Prise d’otages en Algérie: un lourd bilan

D’après les informations communiquées hier et ce vendredi 18 janvier, l’opération des forces algériennes aurait fait 50 morts dont 34 otages occidentaux. Pourtant, aucun bilan officiel précis n’avait filtré sur cette opération militaire qui s’est déroulée sur le site d’In Amenas dans le Sahara à 1 300 km au sud-est de la Libye.

Inquiétude dans les capitales occidentales

Les pays dont des ressortissants ont été pris en otages  redoutent  un bilan très lourd de l’assaut massif des forces d’Alger contre le commando islamiste.

Ces pays n’ont pas caché leur inquiétude sur le sort de leurs ressortissants. « Je pense que nous devons nous préparer à la possibilité de mauvaises nouvelles à venir », a averti le Premier ministre britannique, David Cameron, qui a regretté de ne pas avoir été informé à l’avance par Alger.

Le président François Hollande avait noté que la crise « semblait se dénouer dans des conditions dramatiques ».

Washington a regretté que les États-Unis n’aient pas été mis au courant à l’avance des projets des autorités algériennes.
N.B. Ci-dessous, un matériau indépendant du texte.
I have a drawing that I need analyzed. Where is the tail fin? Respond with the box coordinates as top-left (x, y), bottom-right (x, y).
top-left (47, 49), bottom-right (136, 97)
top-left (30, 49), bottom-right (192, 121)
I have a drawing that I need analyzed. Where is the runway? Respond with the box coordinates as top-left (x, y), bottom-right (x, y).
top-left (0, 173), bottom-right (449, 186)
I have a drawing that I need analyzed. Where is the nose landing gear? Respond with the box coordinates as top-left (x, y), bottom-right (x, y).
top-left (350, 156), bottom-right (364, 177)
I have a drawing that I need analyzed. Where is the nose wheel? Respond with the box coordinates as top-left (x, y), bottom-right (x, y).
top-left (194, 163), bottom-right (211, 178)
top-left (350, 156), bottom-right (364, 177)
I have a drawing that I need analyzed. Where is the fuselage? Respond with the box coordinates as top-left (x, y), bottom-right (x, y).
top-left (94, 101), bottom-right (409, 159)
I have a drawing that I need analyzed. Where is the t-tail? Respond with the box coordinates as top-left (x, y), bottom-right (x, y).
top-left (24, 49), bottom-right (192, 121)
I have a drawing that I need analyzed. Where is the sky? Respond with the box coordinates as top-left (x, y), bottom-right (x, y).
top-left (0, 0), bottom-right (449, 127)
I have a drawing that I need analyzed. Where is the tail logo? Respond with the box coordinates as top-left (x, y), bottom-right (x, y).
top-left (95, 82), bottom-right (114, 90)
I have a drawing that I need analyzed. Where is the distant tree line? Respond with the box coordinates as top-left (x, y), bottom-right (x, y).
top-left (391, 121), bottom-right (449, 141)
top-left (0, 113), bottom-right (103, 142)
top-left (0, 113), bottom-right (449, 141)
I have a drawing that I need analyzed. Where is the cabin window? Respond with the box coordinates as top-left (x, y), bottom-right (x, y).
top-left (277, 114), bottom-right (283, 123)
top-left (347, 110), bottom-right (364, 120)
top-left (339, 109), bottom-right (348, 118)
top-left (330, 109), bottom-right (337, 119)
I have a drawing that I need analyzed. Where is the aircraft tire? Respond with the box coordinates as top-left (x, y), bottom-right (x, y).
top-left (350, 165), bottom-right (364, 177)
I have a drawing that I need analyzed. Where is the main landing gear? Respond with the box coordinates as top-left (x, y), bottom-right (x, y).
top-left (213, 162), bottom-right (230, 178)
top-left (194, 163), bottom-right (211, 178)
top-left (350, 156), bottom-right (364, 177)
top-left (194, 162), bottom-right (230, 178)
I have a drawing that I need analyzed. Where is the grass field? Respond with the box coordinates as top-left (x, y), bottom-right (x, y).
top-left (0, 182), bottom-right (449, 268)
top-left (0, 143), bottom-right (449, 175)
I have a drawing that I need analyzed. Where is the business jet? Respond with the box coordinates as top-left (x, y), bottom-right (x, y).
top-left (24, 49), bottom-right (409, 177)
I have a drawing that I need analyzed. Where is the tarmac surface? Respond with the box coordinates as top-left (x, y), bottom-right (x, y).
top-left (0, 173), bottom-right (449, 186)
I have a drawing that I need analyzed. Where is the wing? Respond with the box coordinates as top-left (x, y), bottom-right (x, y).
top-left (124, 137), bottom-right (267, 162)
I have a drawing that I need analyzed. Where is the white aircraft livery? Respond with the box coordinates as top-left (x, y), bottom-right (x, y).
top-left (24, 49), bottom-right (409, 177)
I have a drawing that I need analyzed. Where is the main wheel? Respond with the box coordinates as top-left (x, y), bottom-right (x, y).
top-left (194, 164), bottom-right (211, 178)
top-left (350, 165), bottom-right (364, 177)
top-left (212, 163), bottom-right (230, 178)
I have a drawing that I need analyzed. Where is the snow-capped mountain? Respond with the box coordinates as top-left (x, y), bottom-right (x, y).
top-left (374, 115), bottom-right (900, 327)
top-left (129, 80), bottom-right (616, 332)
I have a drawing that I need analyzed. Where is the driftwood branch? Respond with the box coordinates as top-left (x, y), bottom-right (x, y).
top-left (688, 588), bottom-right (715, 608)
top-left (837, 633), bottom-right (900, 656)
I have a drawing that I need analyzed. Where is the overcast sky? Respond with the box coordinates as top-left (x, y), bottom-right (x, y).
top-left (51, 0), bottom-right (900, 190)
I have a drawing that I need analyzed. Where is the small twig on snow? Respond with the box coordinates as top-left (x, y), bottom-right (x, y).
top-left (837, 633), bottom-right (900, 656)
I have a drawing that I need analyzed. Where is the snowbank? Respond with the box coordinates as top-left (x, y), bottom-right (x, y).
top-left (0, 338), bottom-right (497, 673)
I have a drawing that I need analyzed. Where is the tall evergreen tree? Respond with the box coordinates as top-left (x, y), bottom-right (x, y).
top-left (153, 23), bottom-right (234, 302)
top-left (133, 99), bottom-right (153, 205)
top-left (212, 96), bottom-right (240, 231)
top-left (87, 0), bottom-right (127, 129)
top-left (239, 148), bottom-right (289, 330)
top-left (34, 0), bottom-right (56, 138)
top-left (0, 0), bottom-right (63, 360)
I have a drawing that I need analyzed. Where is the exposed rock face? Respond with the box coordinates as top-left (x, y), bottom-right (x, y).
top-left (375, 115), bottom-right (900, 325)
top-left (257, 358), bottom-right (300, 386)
Le Japon a émis « une ferme protestation » et demandé à Alger de « cesser immédiatement » son opération, tandis que l’Italie condamnait un « ignoble acte de terrorisme ».

L’armée algérienne n’a pas « fait dans la dentelle »

Le ministre algérien a justifié le recours à la force en expliquant que les autorités avaient d’abord cherché une solution pacifique, mais que les islamistes, « lourdement armés », voulaient « quitter l’Algérie en emportant avec eux les otages étrangers », pour s’en servir comme d’une « carte de chantage ». Leur revendication portait également sur l’arrêt de l’intervention française au Mali.

Renforts africains

A ce propos, à Bamako, une quarantaine de soldats togolais sont arrivés jeudi 17 janvier, premiers éléments de la force armée ouest-africaine, la Misma, qui doit chasser les groupes armés qui occupent une grande partie du Mali depuis neuf mois. Ils ont été rejoints par une cinquantaine de Nigérians. 2 000 soldats sur un total de 3 300 doivent être déployés dans la zone d’ici le 26 janvier.